Gibbons has and will continue to address this, although being without his starting third baseman, shortstop and first baseman for possibly three weeks won’t help. If there really is a chance that Emilio Bonifacio can play second base everyday – and the evidence is not there so far – it would be helpful to get used to Reyes, his double-play partner.
If nothing else, having Dickey and Arencibia playing for manager Joe Torre’s U.S. team ought to remove the fascination everybody seems to have with the identity of the knuckleballer’s catcher. Perhaps Saturday’s acknowledgment by Gibbons that Jose Bautista – who has pretty much had free rein with the team since he started hitting home runs – will be spoken to about some of his overreactions on the field, particularly to border-line pitches, will fill the controversy void.
At least this much became apparent Saturday: If Dickey has his way, Arencibia will be catching him in the U.S. opener on Friday, and that’s something the Blue Jays had not been guaranteed by Torre.
“I anticipate him [Arencibia] catching me, and I’m pretty sure that’s Joe Torre’s thinking,” said Dickey, who threw 14 pitches in the bullpen Saturday after tossing 43 through two innings against the Philadelphia Phillies.

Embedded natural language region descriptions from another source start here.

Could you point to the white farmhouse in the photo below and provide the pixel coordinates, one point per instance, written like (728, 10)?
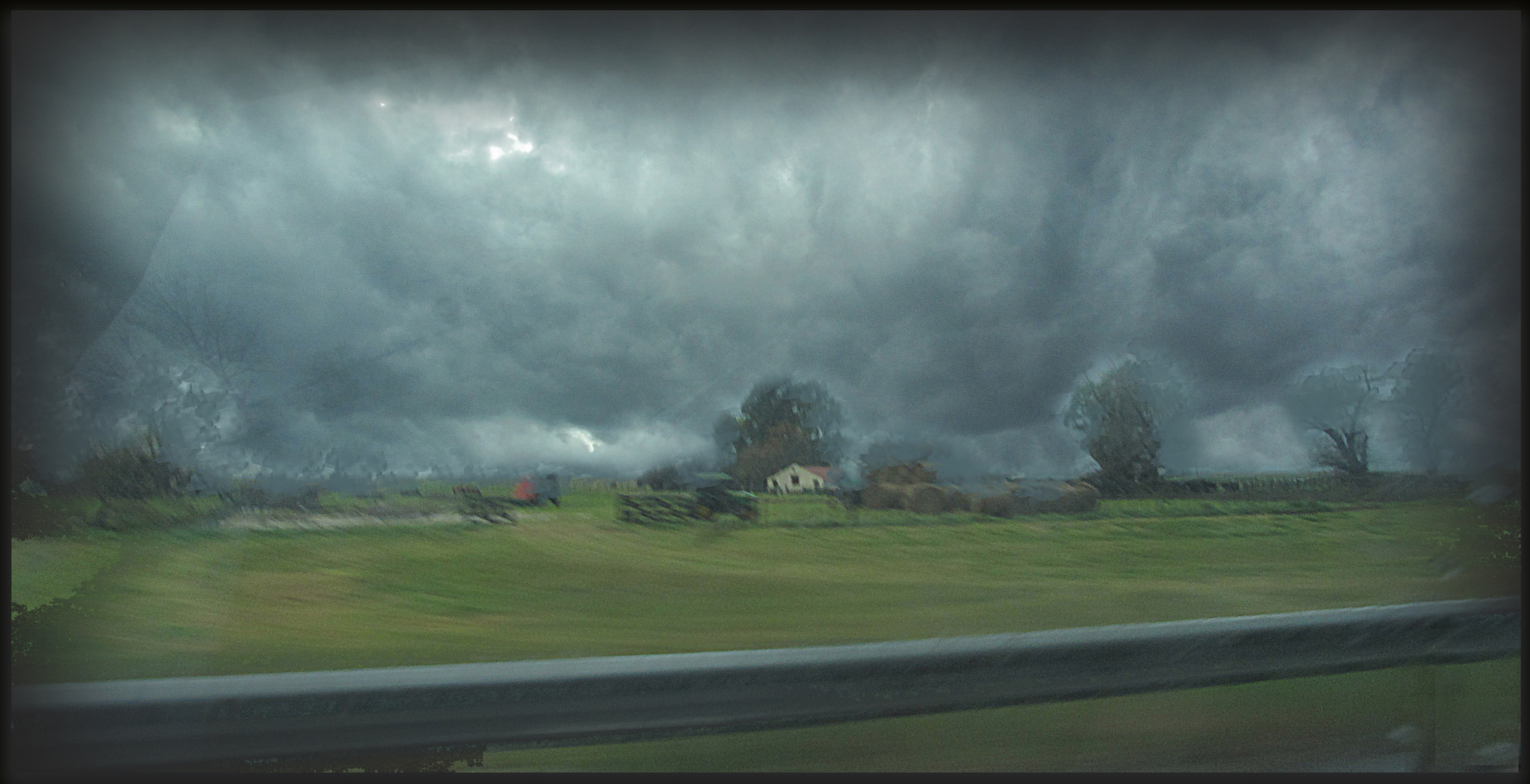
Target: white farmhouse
(799, 479)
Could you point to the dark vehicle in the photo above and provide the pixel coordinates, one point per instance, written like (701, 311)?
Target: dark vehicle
(715, 497)
(536, 491)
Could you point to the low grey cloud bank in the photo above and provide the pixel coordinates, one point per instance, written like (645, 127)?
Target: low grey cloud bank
(573, 240)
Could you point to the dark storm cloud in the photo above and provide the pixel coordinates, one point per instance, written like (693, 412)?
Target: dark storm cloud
(487, 239)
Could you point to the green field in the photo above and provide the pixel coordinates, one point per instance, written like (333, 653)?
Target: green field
(571, 581)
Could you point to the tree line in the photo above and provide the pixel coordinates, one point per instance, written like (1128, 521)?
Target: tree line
(1119, 419)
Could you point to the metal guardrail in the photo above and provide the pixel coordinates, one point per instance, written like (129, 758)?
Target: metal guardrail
(175, 722)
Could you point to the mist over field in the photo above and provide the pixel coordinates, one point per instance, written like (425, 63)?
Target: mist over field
(327, 245)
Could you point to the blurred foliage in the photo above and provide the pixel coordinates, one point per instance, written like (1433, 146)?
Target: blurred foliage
(126, 515)
(1339, 404)
(247, 494)
(1118, 419)
(662, 479)
(132, 471)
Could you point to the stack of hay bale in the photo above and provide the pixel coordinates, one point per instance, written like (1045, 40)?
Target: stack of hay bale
(1039, 497)
(911, 486)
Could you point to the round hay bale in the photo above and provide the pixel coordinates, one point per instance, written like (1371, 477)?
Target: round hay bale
(926, 499)
(999, 506)
(956, 502)
(883, 497)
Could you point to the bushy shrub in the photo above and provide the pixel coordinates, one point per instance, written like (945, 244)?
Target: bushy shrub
(152, 514)
(305, 500)
(926, 499)
(662, 479)
(956, 502)
(134, 471)
(913, 473)
(247, 494)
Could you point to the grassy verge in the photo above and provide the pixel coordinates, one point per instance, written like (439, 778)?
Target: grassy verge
(573, 583)
(569, 581)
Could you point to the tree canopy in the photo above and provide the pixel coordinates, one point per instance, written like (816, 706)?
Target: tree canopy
(1423, 393)
(1339, 402)
(779, 424)
(1119, 421)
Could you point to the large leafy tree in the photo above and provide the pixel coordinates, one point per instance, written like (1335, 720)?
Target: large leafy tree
(1339, 402)
(1423, 395)
(1118, 419)
(779, 424)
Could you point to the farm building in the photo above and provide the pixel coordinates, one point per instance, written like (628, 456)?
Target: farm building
(799, 479)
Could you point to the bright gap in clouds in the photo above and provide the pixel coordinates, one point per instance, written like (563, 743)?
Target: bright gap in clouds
(587, 438)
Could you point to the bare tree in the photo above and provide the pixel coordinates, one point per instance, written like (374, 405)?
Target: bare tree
(1120, 419)
(1423, 396)
(1338, 402)
(187, 314)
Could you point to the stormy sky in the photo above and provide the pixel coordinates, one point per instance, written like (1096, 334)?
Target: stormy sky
(571, 240)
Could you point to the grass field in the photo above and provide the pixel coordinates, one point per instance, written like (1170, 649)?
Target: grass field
(571, 581)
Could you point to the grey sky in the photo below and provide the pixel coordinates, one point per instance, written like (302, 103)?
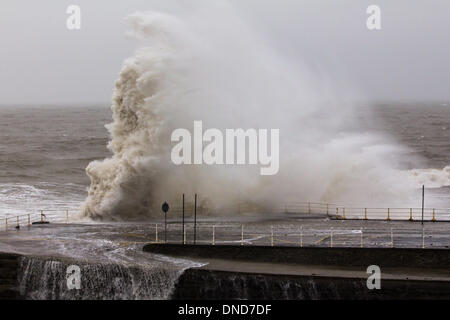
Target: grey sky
(41, 62)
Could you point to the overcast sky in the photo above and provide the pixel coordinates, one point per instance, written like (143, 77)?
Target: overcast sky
(41, 62)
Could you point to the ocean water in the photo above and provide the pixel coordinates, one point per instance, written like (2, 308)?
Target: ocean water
(45, 150)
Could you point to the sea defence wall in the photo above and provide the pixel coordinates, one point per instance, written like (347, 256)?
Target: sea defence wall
(9, 266)
(353, 257)
(272, 276)
(203, 284)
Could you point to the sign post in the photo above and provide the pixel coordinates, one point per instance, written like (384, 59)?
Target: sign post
(195, 220)
(165, 209)
(182, 233)
(423, 201)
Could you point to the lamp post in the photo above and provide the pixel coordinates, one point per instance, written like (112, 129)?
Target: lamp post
(165, 209)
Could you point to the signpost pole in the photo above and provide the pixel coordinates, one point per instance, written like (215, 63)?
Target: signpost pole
(165, 209)
(423, 202)
(182, 234)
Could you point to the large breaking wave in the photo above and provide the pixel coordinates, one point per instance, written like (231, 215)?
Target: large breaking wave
(209, 65)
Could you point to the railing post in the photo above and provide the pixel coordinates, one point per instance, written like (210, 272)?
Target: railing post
(301, 236)
(423, 238)
(362, 238)
(331, 238)
(271, 239)
(392, 237)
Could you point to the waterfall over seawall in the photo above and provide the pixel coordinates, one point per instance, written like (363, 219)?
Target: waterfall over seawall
(46, 279)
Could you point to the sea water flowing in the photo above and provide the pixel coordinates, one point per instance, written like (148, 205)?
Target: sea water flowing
(45, 150)
(113, 163)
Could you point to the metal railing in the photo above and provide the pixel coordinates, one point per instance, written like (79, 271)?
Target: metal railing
(17, 222)
(301, 236)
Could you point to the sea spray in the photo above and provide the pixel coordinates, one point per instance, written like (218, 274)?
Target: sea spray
(208, 64)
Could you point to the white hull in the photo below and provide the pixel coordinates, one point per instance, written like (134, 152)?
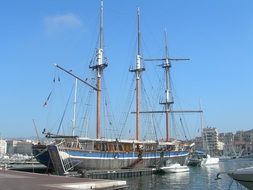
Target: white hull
(174, 168)
(209, 161)
(107, 163)
(244, 176)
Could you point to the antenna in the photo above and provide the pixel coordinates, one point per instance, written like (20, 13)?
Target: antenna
(35, 127)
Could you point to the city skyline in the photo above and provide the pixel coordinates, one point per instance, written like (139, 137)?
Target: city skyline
(216, 36)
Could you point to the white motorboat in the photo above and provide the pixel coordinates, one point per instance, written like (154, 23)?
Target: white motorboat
(209, 160)
(174, 168)
(244, 176)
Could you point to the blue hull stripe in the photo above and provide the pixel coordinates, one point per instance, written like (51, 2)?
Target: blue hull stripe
(125, 155)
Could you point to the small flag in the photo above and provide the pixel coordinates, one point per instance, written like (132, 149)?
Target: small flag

“I don’t want to speak for him or put words in his mouth,” Dickey added about Torre. “He knows we’ve been working together and I’m sure in that first game he wants me to feel comfortable. Throwing Joe Mauer or [Jonathan] Lucroy in there, not having any experience with me, doesn’t seem the smartest decision, but that’s up to him.”
Arencibia has caught both of Dickey’s Grapefruit League games and hasn’t seemed to miss a beat, even with men on base. Yet there remains no guarantee he will be behind the plate for opening day against the Cleveland Indians.
While Gibbons makes it clear that Dickey has indicated he prefers a personal catcher, the pitcher says he is fine with any of Arencibia, Josh Thole (who caught him in 2012 when he won the National League Cy Young Award with the New York Mets) or Henry Blanco, the 15-year major-league veteran who worked with Dickey in 2010. Since Thole has options remaining, most observers have given the job to Blanco.
Blanco has become a subliminal presence in the clubhouse, moving easily between the various cultures, and has even organized a special early-morning workout group that trains to the Insanity videos, one of those annoying paid advertisements that run at all hours on television stations. A.J. Jimenez, a catching prospect who has become attached at the hip to Blanco, Thole, Maicer Izturis and Jays media-relations director Jay Stenhouse have been participants.
“It’s a hard workout, because you have to follow the crazy guy in the video,” Blanco said with a laugh, referring to former choreographer and fitness trainer Shaun Thompson. “But it’s my fourth or fifth year doing it. I like the energy and flexibility it gives me.”
Blanco, 41, still plays winter ball in Venezuela every year and thinks it’s time to play down the mystery of catching the knuckler. “You just have to stay relaxed,” he said. “I know R.A.’s knuckleball is different, but like any pitcher, if you get in a rhythm with him, you’ll be good.”